The animal rights organisation Gaia has filed a formal complaint with a court in Mons against the Ath slaughterhouse in Hainaut, requesting a thorough investigation.
The complaint follows the release of footage, recorded between February and April, showing severe and repeated cases of animal abuse. The video was made public on Tuesday by Gaia.
Citing “the exceptional gravity of the observed acts, their recurrence over several months, and their structural nature,” Gaia has also called on Walloon Animal Welfare Minister Adrien Dolimont to order the immediate closure of the facility.
The footage depicts animals being killed without stunning, being bled alive, and subjected to electric shocks. Gaia states these practices blatantly violate European and Walloon animal protection laws governing slaughter procedures.
Sébastien de Jonge, Gaia’s operations director, described the incidents as repeated failures in stunning, acts of brutality, and deliberate cruelty lasting for weeks.
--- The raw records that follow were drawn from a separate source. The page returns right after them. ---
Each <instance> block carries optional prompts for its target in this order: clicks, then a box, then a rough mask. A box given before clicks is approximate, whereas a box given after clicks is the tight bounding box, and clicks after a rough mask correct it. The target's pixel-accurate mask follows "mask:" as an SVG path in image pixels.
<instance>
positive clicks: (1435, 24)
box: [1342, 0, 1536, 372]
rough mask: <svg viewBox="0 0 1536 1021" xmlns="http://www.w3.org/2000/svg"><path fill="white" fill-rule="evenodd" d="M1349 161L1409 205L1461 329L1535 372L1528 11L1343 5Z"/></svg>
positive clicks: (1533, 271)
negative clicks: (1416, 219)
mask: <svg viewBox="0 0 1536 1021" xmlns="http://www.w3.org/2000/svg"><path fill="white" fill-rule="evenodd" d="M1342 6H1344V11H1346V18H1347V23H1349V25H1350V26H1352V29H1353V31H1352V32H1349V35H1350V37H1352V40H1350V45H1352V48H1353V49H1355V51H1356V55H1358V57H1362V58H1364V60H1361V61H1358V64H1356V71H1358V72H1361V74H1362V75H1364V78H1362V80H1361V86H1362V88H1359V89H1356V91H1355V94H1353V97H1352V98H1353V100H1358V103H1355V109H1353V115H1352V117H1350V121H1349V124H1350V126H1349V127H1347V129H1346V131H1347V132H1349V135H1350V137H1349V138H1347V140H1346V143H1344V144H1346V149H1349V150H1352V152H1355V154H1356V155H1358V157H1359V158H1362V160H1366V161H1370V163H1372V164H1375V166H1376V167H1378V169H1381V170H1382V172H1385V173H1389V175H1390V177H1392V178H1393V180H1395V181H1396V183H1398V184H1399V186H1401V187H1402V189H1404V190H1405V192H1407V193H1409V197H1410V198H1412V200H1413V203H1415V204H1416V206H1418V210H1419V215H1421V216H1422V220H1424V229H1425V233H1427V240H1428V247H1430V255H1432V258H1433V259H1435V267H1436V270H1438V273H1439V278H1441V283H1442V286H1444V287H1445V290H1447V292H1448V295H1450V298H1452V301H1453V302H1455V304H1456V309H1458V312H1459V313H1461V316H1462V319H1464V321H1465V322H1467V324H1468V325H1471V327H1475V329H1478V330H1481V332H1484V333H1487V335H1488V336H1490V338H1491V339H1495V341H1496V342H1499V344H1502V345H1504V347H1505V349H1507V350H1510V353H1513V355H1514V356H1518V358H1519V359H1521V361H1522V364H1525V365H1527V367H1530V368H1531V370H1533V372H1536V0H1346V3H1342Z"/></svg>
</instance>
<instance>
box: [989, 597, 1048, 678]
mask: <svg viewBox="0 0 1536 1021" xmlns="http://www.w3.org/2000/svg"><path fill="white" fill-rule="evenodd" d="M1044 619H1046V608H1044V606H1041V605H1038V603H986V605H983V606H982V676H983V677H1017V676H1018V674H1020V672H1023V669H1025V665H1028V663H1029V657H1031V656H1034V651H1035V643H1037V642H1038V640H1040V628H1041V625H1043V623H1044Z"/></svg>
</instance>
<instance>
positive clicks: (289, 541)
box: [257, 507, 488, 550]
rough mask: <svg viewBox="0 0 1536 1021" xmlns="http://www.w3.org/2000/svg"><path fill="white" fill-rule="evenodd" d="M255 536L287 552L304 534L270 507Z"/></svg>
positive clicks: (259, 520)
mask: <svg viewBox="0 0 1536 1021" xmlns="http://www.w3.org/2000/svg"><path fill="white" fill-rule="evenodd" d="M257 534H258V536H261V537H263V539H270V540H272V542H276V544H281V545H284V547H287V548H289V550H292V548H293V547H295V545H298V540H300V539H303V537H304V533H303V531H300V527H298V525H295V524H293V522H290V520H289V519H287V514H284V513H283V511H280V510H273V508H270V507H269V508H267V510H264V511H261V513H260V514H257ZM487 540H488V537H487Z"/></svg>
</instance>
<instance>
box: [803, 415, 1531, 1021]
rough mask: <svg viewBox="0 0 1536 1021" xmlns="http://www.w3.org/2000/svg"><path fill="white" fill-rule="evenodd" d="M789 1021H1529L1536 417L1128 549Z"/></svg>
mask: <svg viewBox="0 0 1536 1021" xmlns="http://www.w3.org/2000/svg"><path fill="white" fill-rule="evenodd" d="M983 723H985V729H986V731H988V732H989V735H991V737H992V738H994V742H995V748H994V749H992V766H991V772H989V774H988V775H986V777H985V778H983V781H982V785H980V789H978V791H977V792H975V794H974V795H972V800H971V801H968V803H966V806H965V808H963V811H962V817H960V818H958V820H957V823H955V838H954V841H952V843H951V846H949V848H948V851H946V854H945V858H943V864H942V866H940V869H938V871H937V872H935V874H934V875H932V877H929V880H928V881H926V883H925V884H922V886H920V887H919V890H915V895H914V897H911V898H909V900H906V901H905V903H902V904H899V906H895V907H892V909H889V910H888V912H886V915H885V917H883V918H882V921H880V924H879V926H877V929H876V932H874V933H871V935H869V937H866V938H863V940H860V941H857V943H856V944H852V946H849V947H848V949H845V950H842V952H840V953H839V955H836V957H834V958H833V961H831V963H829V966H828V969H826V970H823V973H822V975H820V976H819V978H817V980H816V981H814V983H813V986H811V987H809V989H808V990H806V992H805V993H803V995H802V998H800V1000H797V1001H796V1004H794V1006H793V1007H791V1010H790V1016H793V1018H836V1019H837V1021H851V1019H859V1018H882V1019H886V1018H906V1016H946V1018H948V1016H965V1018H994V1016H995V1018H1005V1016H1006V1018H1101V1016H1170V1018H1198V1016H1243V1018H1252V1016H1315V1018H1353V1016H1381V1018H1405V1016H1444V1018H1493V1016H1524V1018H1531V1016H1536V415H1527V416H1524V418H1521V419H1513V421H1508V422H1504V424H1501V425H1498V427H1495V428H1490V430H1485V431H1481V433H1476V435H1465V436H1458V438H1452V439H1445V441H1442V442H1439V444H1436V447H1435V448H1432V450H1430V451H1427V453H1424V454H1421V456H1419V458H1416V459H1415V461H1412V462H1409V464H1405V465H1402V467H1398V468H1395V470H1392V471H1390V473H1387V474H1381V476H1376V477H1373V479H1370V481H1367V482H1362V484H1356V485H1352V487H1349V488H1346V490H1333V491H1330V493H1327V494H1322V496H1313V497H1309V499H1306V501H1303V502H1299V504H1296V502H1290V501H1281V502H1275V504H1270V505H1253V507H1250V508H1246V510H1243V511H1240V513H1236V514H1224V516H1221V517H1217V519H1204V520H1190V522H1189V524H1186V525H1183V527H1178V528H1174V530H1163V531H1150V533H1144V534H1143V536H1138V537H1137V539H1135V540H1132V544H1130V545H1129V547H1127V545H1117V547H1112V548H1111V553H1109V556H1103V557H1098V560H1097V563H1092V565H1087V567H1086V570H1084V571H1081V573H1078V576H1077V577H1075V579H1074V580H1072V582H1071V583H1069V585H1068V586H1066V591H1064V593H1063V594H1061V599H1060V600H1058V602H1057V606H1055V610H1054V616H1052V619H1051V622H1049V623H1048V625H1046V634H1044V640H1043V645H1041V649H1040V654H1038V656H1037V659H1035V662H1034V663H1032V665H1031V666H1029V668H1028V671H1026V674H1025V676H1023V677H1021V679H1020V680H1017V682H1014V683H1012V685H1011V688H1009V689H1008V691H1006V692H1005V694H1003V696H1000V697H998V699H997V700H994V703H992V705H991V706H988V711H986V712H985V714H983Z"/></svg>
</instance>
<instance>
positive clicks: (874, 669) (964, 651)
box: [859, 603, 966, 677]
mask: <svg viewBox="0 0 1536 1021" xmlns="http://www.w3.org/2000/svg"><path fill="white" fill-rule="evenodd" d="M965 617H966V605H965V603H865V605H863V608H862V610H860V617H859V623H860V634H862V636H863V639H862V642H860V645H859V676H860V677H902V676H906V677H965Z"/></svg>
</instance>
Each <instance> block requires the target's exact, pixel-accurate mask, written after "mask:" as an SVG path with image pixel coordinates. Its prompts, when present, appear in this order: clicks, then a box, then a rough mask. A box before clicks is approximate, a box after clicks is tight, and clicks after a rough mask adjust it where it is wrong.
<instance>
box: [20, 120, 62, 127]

He stressed that the animals affected endure severe suffering inflicted intentionally.
The Ath slaughterhouse, established in 1958, was previously a municipal facility. Since 2026, it has been run by WapiMeat, a cooperative formed in June 2025 by 15 local farmers, butchers, and stakeholders in the meat industry of Wallonie Picarde.
Gaia claims WapiMeat receives subsidies from various municipalities. Processing approximately 20,000 sheep annually, the Ath slaughterhouse accounts for nearly two-thirds of Wallonia’s sheep-slaughtering activities.
The organisation has called for a system where mandatory surveillance footage from slaughterhouses is automatically analysed using artificial intelligence, with alerts sent directly to authorities. It further advocates for unannounced inspections multiple times per year, significant enhancement of oversight measures, and the implementation of genuinely deterrent penalties.